When I remember these things from my teen days, my feeling after 35 years is anger which has not mellowed with time. It still surprises me when that anger comes to the surface after suffering yet another person calling me "faggot." My burning desire in that instant is to take a piece of steel pipe and bash his skull in. Thankfully, I have never acted upon that impulse, and it still amazes me that these moments of white hot rage have not dimmed over time. I feel them as powerfully at 53 as I did when I was 18.
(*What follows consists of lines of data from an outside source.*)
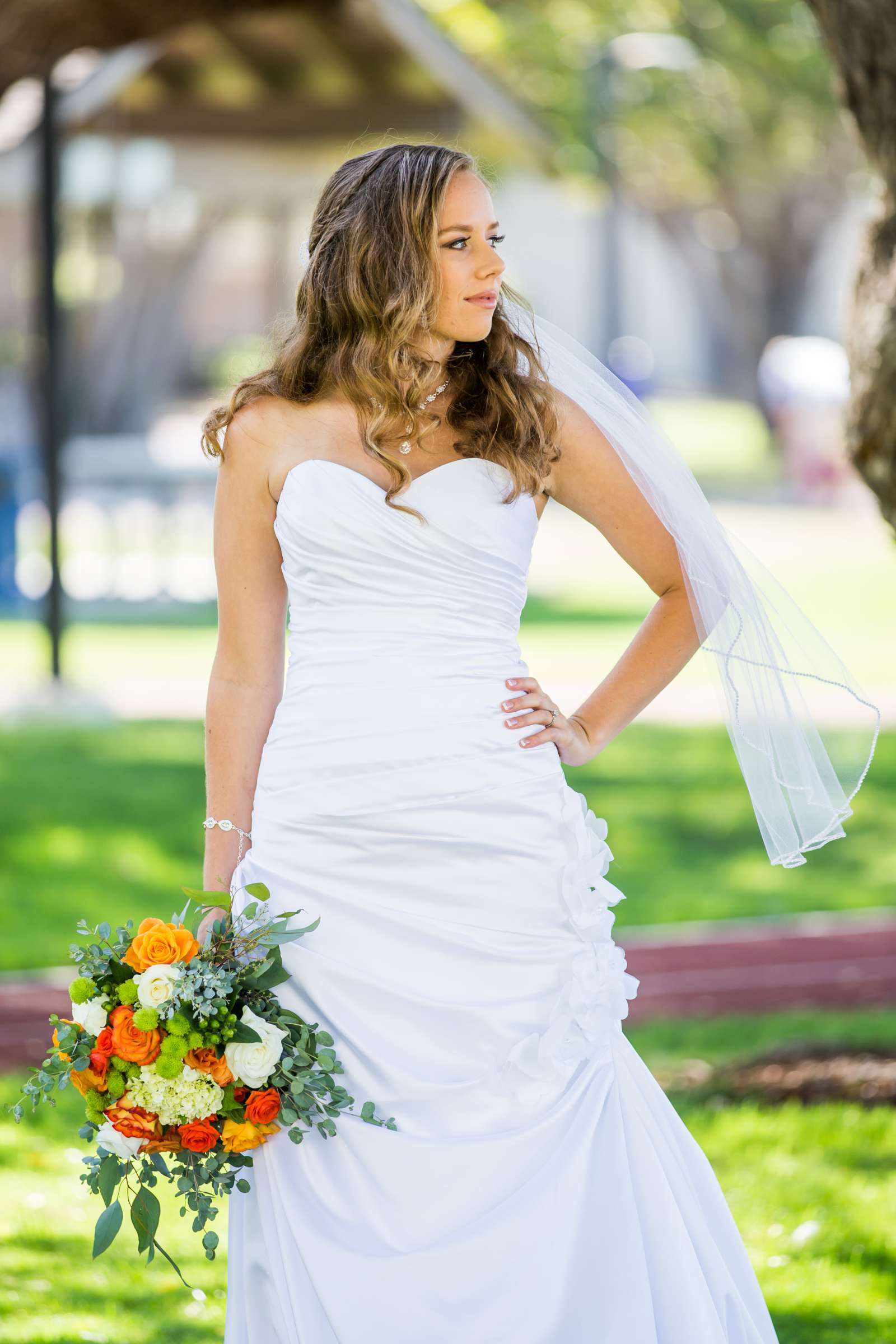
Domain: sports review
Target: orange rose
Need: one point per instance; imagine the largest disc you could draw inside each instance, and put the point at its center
(133, 1121)
(199, 1135)
(104, 1042)
(170, 1143)
(240, 1137)
(159, 944)
(207, 1062)
(99, 1063)
(88, 1079)
(139, 1047)
(262, 1107)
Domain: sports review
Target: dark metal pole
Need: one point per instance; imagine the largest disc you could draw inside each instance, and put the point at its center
(48, 353)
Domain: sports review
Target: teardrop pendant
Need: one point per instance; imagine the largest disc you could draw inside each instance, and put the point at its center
(406, 445)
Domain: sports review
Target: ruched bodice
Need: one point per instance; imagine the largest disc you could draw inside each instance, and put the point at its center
(401, 635)
(539, 1186)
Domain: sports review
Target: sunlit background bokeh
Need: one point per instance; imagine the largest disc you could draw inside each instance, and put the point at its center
(682, 192)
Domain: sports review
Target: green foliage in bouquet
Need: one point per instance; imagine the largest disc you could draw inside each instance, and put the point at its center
(159, 1047)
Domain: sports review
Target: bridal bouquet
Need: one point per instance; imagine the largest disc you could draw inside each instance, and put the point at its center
(187, 1052)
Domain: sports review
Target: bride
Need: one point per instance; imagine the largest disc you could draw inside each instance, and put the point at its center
(382, 484)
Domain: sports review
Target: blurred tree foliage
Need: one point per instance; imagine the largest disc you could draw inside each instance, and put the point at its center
(743, 156)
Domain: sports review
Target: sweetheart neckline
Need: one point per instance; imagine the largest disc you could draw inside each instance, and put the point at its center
(329, 461)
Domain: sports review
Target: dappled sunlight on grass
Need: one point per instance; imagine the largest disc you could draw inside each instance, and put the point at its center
(106, 823)
(813, 1191)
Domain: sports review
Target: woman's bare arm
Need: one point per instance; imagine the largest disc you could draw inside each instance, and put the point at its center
(246, 680)
(593, 482)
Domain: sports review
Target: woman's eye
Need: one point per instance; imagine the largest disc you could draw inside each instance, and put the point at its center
(494, 239)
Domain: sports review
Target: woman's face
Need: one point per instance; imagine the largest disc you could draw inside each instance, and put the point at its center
(468, 241)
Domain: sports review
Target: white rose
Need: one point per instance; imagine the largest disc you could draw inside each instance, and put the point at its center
(253, 1061)
(156, 984)
(92, 1015)
(116, 1143)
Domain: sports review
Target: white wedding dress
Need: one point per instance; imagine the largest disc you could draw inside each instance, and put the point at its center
(540, 1188)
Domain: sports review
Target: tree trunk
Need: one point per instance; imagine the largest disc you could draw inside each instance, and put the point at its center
(861, 39)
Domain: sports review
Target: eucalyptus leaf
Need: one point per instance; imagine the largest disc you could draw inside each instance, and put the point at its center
(144, 1214)
(106, 1228)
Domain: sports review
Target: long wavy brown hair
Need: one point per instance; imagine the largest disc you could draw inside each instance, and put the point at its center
(371, 286)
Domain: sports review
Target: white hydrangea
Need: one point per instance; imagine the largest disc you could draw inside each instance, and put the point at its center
(193, 1096)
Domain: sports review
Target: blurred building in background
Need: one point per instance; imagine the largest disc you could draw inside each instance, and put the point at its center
(190, 167)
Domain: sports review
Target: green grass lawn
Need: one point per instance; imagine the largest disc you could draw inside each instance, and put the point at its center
(813, 1191)
(106, 823)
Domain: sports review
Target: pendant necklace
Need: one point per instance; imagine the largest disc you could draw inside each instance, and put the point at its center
(406, 445)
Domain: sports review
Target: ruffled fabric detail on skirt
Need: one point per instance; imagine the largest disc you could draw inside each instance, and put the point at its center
(595, 998)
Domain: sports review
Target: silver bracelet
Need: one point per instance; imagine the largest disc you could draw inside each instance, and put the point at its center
(228, 825)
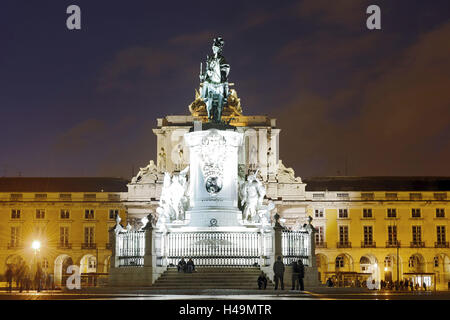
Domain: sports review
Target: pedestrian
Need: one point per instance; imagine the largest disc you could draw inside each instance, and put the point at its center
(38, 278)
(262, 281)
(20, 275)
(301, 275)
(181, 265)
(278, 270)
(294, 276)
(190, 267)
(9, 277)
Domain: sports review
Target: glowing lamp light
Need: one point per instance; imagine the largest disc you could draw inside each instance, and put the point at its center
(36, 245)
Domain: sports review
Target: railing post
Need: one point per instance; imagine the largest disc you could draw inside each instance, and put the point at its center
(148, 253)
(278, 229)
(312, 243)
(112, 242)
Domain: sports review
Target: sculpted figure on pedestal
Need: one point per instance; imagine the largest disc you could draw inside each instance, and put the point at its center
(174, 200)
(147, 173)
(286, 175)
(252, 195)
(214, 79)
(162, 160)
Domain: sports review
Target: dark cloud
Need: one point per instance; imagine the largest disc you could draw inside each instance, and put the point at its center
(87, 101)
(402, 126)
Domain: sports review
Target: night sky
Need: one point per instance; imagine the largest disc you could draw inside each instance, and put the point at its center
(349, 101)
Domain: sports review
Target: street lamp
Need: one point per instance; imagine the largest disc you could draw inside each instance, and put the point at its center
(36, 245)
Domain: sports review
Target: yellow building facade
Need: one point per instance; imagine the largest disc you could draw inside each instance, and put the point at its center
(396, 233)
(68, 217)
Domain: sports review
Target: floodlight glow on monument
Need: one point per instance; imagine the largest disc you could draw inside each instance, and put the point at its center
(212, 192)
(36, 245)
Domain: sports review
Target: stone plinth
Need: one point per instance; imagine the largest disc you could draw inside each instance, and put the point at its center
(213, 189)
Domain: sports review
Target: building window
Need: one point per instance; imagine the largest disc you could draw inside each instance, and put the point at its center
(440, 196)
(15, 237)
(367, 213)
(417, 234)
(40, 214)
(367, 196)
(113, 213)
(16, 197)
(65, 196)
(318, 213)
(391, 196)
(92, 263)
(415, 196)
(89, 214)
(388, 262)
(392, 213)
(90, 196)
(15, 214)
(415, 213)
(343, 213)
(113, 197)
(441, 237)
(39, 231)
(89, 235)
(440, 213)
(368, 235)
(64, 214)
(436, 262)
(64, 236)
(340, 262)
(40, 196)
(343, 234)
(319, 236)
(392, 235)
(44, 263)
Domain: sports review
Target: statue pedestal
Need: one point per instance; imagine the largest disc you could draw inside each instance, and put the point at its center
(213, 189)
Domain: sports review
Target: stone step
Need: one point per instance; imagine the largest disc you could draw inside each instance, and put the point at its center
(211, 278)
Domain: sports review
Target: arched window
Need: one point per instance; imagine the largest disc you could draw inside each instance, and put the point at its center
(412, 261)
(340, 262)
(364, 260)
(388, 262)
(91, 263)
(436, 262)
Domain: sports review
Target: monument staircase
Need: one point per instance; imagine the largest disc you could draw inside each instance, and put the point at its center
(244, 278)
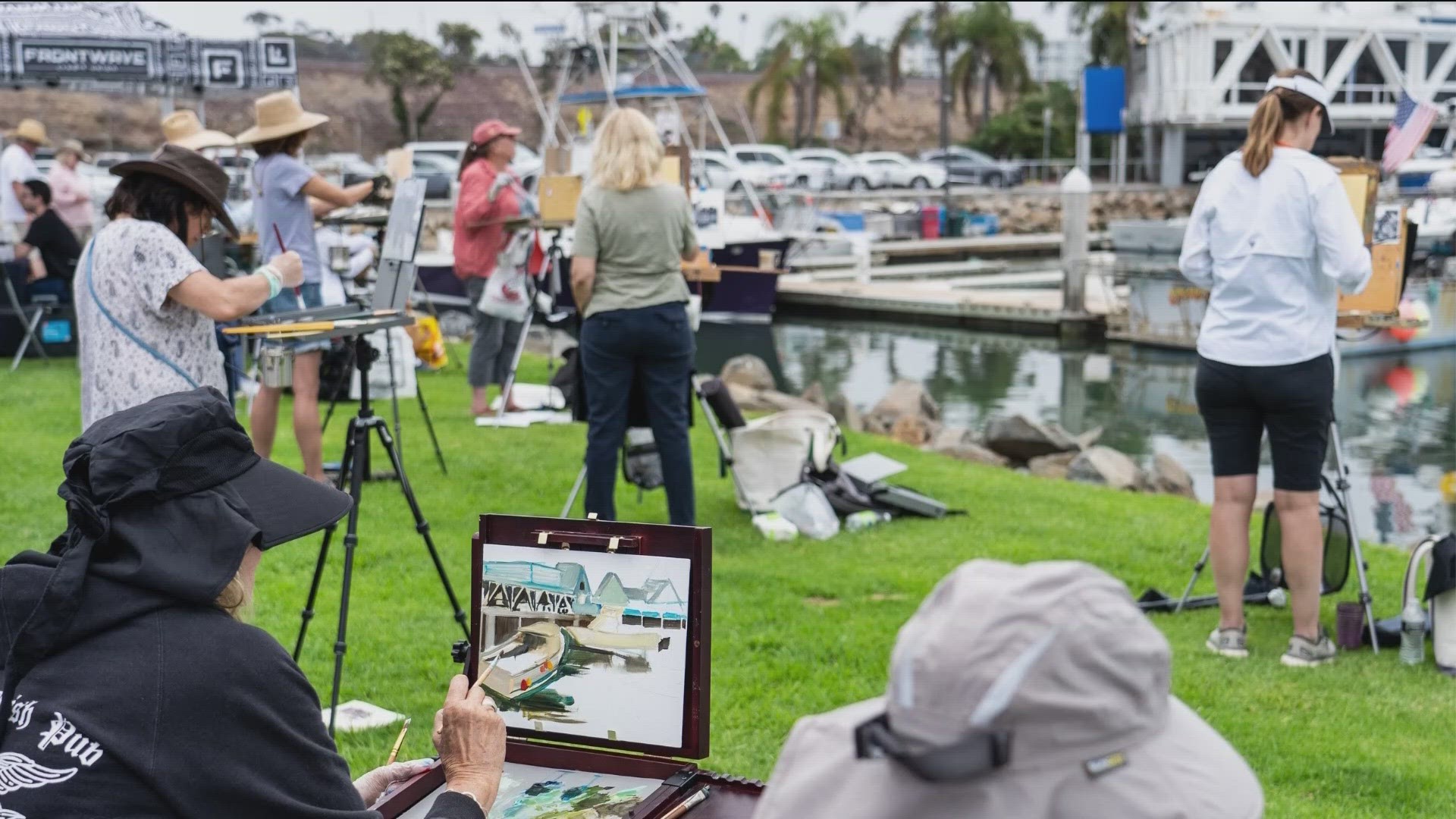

For this reason, I am extremely reluctant to challenge gay folk who feel nothing but rage when confronted with any manifestation of the Christian religion. In all candor, I feel that rage too at every twisted right wing evangelical obsessive and every solemn pronouncement by hierarchs declaring me and my kind to be "less than...." I feel that rage every time they enable the violence that we all must live with, and then back away like beach crabs, frantically denying and deflecting responsibility, when their goons actually kill somebody. I always want to act out that line from Psalm 58, "O God, break their teeth in their mouths; pull the fangs of the young lions, O Lord." Indeed I am aware that the Christian establishment wants nothing less than our extermination from the face of the earth, either through a literal death sentence, or through "therapy" intended to "kill the gay and save the man."